Study Objective To determine whether two-layer laparoscopic vaginal cuff closure during laparoscopic hysterectomies is associated with lower postoperative complications compared to standard one-layer closure. Design Retrospective cohort study. Setting Academic tertiary care center. Patients or Participants 2,973 patients. Interventions During a 6-year period, 1760 (59.2%) and 1213 (40.8%) patients underwent single (1-LVC) vs. two-layer (2-LVC) laparoscopic vaginal cuff closure, respectively. Factors influencing laparoscopic vaginal cuff complications including age, postmenopausal status, body mass index, tobacco use, immunosuppressant medications, and sexual activity were recorded.

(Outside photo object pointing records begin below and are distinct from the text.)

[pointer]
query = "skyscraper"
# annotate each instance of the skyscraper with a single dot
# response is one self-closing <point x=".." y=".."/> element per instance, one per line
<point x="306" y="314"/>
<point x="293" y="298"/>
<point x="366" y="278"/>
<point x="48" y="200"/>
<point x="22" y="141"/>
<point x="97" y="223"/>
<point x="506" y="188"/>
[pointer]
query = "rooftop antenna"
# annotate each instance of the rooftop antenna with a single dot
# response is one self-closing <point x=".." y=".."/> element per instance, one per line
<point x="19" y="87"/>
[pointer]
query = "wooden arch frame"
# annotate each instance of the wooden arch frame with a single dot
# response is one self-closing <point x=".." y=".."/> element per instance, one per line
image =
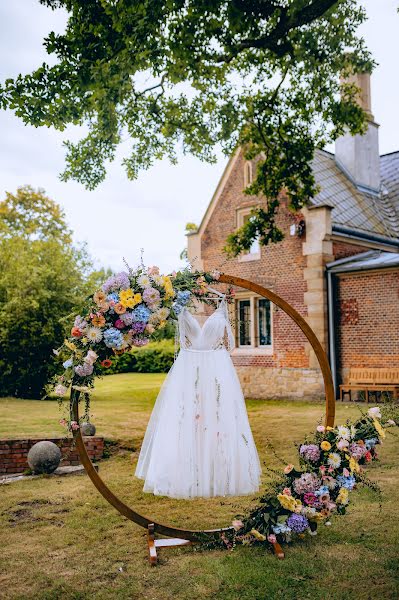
<point x="187" y="535"/>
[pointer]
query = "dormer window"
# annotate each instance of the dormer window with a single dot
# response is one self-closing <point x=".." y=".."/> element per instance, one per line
<point x="243" y="216"/>
<point x="247" y="173"/>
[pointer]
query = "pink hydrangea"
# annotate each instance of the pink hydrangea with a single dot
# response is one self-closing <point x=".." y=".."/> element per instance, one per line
<point x="307" y="482"/>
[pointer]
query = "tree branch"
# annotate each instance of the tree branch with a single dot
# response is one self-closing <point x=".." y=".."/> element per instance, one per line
<point x="276" y="40"/>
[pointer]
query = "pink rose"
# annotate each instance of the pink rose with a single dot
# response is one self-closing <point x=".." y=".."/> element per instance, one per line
<point x="342" y="444"/>
<point x="288" y="469"/>
<point x="237" y="524"/>
<point x="60" y="390"/>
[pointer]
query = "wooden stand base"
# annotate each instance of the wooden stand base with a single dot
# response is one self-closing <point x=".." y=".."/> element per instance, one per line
<point x="153" y="544"/>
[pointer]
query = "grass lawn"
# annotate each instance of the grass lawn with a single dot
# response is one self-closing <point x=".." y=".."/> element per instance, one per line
<point x="60" y="538"/>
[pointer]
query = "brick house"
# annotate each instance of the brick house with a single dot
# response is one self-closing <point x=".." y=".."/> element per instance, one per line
<point x="338" y="265"/>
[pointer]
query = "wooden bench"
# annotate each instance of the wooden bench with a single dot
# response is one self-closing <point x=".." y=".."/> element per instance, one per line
<point x="371" y="380"/>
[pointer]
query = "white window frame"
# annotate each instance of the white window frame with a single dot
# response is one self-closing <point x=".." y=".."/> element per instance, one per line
<point x="240" y="220"/>
<point x="252" y="348"/>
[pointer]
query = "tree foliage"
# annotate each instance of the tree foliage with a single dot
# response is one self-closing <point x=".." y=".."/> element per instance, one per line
<point x="43" y="278"/>
<point x="198" y="75"/>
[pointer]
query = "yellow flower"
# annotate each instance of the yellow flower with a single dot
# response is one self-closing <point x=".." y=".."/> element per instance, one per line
<point x="354" y="465"/>
<point x="288" y="502"/>
<point x="343" y="496"/>
<point x="379" y="428"/>
<point x="127" y="302"/>
<point x="325" y="446"/>
<point x="257" y="535"/>
<point x="137" y="298"/>
<point x="70" y="345"/>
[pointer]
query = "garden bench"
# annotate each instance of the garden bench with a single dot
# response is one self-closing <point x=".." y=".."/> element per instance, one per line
<point x="369" y="380"/>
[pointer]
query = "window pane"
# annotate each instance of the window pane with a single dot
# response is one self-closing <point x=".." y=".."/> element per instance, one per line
<point x="264" y="325"/>
<point x="244" y="323"/>
<point x="254" y="249"/>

We compared total postoperative complications including visceral injury, blood transfusion, hematoma, thromboembolism, infection, and cuff complications. The latter were further examined for cuff dehiscence, mucosal separation, hematoma, cellulitis/abscess, granulation tissue and persistent vaginal bleeding. Statistical analyses included Chi-square and Wilcoxon rank sum testing. Measurements and Main Results 2-LVC closure was associated with decreased total postoperative complications (2-LVC: 3.38% vs. 1-LVC: 5.57%; p=0.006) without impacting intraoperative complications (1.40% vs. 1.25%; p=0.721) or emergency room/hospital readmissions (11.05% vs. 12.67%; p=0.181). 2.44% of 1-LVC patients experienced postoperative cuff complications compared to only 0.74% women in the 2-LVC group (p=0.002). No subjects in the 2-LVC cohort experienced a vaginal cuff dehiscence or mucosal separation compare to 0.63% and 0.23% of patients in the 1-LVC group, respectively. Granulation tissue (1-LVC: 0.40% vs. 2-LVC: 0.16%), persistent vaginal bleeding (0.57% vs. 0.16%), and cuff cellulitis (0.51% vs. 0.33%) were also more common in the 1-LVC cohort. Univariate analysis of total postoperative cuff complications revealed that a 2-LVC closure was protective of postoperative complications (OR=0.37, 95% CI: 0.188-0.712). Conclusion Although postoperative problems linked to laparoscopic hysterectomies are already exceptionally low, the added use of a 2-LVC closure further lowers postoperative total and vaginal cuff complications.